Failures in Clustered Systems
A number of faults are specific to clustered systems. These faults affect synchronization between nodes, arbitration of conflicts regarding shared components, or the presentation of a single view of data or services to external users and systems. Cluster Failures describes how Sun Cluster 3.0 avoids and handles these faults. The sections that follow describe the split brain, multiple instance, and amnesia faults.
Split-brain failure occurs when a single cluster has a failure that results in reconfiguration into multiple partitions, with each partition forming without knowledge of the existence of any other. If each new cluster does not know of the existence of the others, there could be a collision in shared resources. Network addresses can be duplicated because each of the new clusters thinks it should own the shared network address. Shared storage could also be affected, because each cluster believes that it owns the shared storage.

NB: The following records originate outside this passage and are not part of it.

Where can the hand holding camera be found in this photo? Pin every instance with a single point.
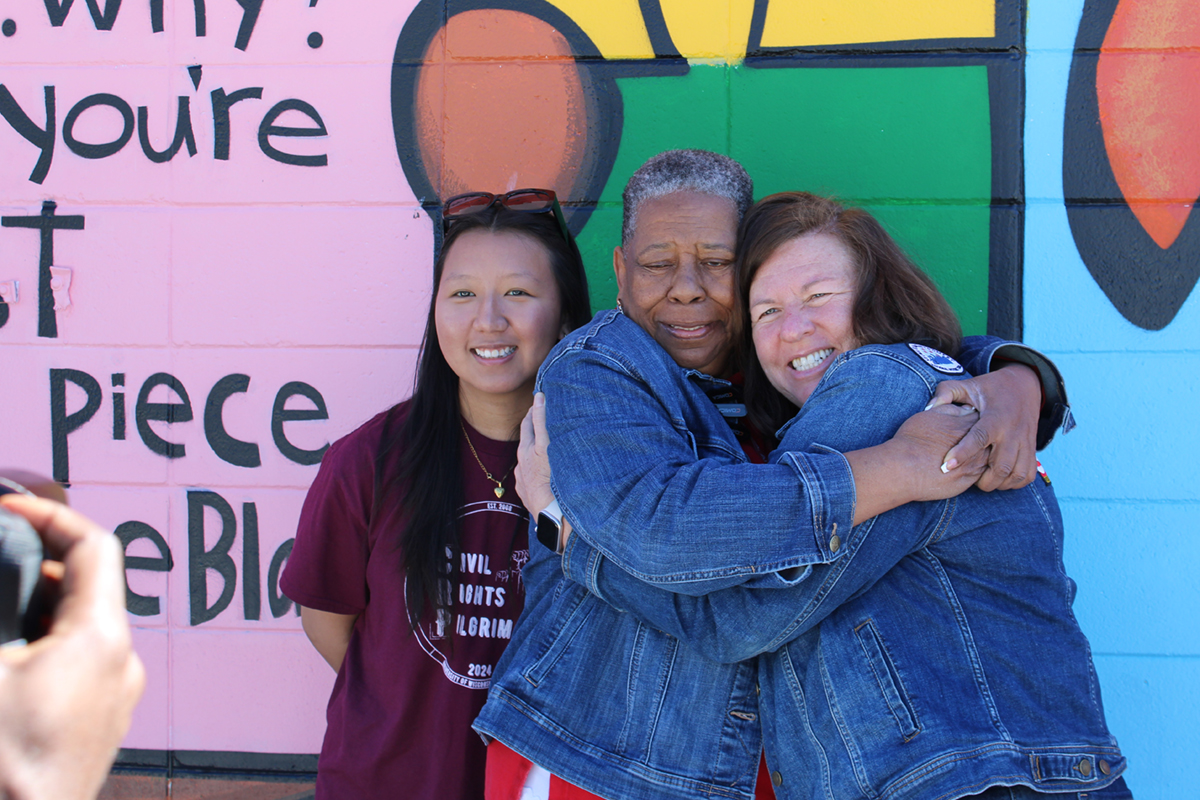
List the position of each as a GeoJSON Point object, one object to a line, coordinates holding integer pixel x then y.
{"type": "Point", "coordinates": [67, 697]}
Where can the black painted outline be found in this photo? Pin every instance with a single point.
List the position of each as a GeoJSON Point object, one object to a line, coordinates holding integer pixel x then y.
{"type": "Point", "coordinates": [1003, 55]}
{"type": "Point", "coordinates": [1009, 36]}
{"type": "Point", "coordinates": [222, 764]}
{"type": "Point", "coordinates": [1145, 283]}
{"type": "Point", "coordinates": [598, 76]}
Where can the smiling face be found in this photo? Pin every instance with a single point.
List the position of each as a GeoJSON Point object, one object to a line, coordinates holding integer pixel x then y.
{"type": "Point", "coordinates": [676, 277]}
{"type": "Point", "coordinates": [497, 314]}
{"type": "Point", "coordinates": [801, 312]}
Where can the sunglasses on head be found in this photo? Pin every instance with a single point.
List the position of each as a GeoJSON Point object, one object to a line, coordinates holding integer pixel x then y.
{"type": "Point", "coordinates": [529, 200]}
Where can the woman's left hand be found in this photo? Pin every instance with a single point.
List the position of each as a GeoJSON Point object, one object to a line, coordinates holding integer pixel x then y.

The result is severe data corruption.
Amnesia and Temporally Split Configurations explains how Sun Cluster 3.0 avoids the split-brain condition.

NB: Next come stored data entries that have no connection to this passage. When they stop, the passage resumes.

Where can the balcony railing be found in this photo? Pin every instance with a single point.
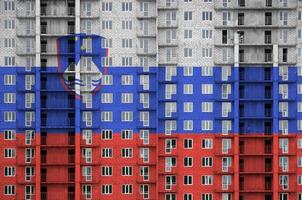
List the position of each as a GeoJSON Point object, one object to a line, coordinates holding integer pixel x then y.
{"type": "Point", "coordinates": [71, 158]}
{"type": "Point", "coordinates": [71, 177]}
{"type": "Point", "coordinates": [71, 29]}
{"type": "Point", "coordinates": [71, 140]}
{"type": "Point", "coordinates": [43, 195]}
{"type": "Point", "coordinates": [43, 177]}
{"type": "Point", "coordinates": [71, 195]}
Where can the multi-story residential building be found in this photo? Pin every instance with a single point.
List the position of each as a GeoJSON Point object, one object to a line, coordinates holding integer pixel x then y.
{"type": "Point", "coordinates": [145, 99]}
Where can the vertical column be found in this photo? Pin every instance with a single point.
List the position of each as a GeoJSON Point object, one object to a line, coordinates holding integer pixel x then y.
{"type": "Point", "coordinates": [37, 109]}
{"type": "Point", "coordinates": [275, 122]}
{"type": "Point", "coordinates": [77, 103]}
{"type": "Point", "coordinates": [236, 116]}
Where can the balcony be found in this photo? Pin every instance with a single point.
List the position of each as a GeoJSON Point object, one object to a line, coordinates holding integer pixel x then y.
{"type": "Point", "coordinates": [168, 24]}
{"type": "Point", "coordinates": [71, 29]}
{"type": "Point", "coordinates": [22, 13]}
{"type": "Point", "coordinates": [71, 195]}
{"type": "Point", "coordinates": [71, 159]}
{"type": "Point", "coordinates": [65, 13]}
{"type": "Point", "coordinates": [71, 177]}
{"type": "Point", "coordinates": [167, 5]}
{"type": "Point", "coordinates": [43, 195]}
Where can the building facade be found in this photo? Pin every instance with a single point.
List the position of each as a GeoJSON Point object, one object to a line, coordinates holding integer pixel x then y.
{"type": "Point", "coordinates": [145, 99]}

A multiple instance failure occurs when an application is designed to operate on data assuming it has exclusive access to the data and more than one instance of the application is started. For a single system there are many ways to prevent this failure, such as semaphores, checking the process list, creating lock files, and so forth. In a clustered environment, this prevention becomes more difficult. Using semaphores and checking the process list only applies to the local node. Creating lock files works, but only if the lock files are on shared storage. Even then, a simple lock file will not suffice, because the application must have a mechanism to correctly query each node in the cluster to ensure that another instance of the application is actually running, since the application may have failed without releasing the lock.

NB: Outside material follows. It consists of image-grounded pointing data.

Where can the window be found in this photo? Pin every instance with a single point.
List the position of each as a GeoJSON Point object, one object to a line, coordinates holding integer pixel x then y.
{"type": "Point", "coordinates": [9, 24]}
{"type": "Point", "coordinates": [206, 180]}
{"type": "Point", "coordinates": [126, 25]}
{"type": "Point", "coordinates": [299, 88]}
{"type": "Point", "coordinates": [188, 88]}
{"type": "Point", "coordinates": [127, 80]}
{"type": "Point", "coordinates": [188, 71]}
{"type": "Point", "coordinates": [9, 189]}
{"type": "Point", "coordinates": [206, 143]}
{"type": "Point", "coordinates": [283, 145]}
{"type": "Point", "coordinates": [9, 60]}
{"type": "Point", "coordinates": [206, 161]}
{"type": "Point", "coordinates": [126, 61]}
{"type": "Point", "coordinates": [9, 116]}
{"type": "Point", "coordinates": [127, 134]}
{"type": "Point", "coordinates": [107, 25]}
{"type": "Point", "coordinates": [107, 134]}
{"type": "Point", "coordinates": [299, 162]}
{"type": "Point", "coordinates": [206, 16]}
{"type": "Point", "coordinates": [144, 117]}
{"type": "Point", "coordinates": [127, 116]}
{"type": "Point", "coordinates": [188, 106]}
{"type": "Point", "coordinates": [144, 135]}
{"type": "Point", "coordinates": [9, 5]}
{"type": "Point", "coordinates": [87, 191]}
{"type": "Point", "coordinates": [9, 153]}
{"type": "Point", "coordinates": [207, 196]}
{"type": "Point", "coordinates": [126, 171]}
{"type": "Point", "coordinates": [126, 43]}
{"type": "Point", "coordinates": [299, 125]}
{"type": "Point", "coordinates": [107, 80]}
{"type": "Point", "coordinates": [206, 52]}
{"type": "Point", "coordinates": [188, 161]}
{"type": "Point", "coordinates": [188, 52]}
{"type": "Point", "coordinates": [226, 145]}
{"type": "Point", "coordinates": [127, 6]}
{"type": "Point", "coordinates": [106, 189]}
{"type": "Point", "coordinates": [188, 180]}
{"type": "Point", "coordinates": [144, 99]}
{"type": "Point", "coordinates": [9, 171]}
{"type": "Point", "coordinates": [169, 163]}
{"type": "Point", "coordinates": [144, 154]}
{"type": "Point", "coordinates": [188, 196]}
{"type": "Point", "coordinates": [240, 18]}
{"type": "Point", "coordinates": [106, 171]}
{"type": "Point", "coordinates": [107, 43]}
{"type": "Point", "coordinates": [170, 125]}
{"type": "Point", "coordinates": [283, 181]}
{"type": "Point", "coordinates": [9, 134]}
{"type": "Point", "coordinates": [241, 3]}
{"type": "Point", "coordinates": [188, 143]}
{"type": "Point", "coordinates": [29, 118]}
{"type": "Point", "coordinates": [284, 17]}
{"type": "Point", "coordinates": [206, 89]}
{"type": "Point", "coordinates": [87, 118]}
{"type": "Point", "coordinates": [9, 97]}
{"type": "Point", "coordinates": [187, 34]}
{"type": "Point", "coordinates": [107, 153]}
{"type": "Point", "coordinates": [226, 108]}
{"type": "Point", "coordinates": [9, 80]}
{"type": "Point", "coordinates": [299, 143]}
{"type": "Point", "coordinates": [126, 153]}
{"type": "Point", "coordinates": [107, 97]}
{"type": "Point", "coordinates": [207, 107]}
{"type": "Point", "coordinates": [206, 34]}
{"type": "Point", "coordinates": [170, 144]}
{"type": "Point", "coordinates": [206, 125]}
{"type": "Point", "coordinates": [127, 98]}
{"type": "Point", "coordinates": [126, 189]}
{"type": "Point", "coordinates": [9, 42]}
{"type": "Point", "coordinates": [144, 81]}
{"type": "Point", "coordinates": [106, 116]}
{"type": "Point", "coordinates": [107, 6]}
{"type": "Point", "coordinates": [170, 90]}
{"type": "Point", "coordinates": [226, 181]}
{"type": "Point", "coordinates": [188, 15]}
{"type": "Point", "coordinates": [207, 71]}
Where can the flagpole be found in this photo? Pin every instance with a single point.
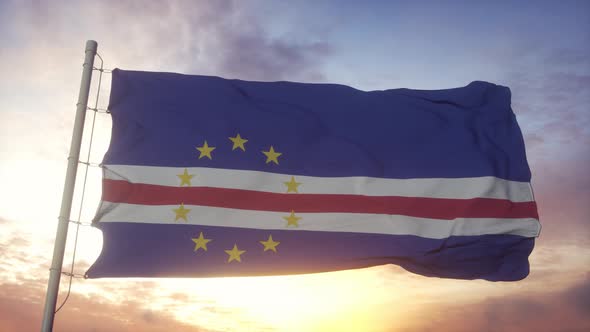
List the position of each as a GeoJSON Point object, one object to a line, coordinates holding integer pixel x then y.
{"type": "Point", "coordinates": [68, 194]}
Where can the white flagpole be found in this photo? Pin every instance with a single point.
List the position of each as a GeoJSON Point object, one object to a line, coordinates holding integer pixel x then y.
{"type": "Point", "coordinates": [68, 194]}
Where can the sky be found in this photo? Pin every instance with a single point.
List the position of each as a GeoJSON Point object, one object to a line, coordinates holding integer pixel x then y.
{"type": "Point", "coordinates": [540, 49]}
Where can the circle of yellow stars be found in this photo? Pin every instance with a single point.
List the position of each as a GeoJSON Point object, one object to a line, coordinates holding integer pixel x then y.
{"type": "Point", "coordinates": [272, 157]}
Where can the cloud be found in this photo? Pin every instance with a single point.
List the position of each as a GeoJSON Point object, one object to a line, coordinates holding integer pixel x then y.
{"type": "Point", "coordinates": [518, 311]}
{"type": "Point", "coordinates": [21, 310]}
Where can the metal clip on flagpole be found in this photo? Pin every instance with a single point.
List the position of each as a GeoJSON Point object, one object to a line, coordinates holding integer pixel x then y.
{"type": "Point", "coordinates": [68, 194]}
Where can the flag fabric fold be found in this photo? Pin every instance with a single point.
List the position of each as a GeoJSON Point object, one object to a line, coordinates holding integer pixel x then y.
{"type": "Point", "coordinates": [210, 177]}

Amnesia is a failure mode in which a node starts with stale cluster configuration information. This is a synchronization error because the cluster configuration information is not propagated to all of the nodes. For example, if a node fails and the cluster is then reconfigured, cluster configuration information of the node is now stale. If the node tries to rejoin the cluster, the node must resynchronize its cluster configuration information.
A more difficult situation occurs when the node fails, the cluster is reconfigured, the cluster is brought down, and then the failed node is brought back up. In this case, the stale cluster configuration information is presumed to be correct, and a new cluster is built with the stale configuration information.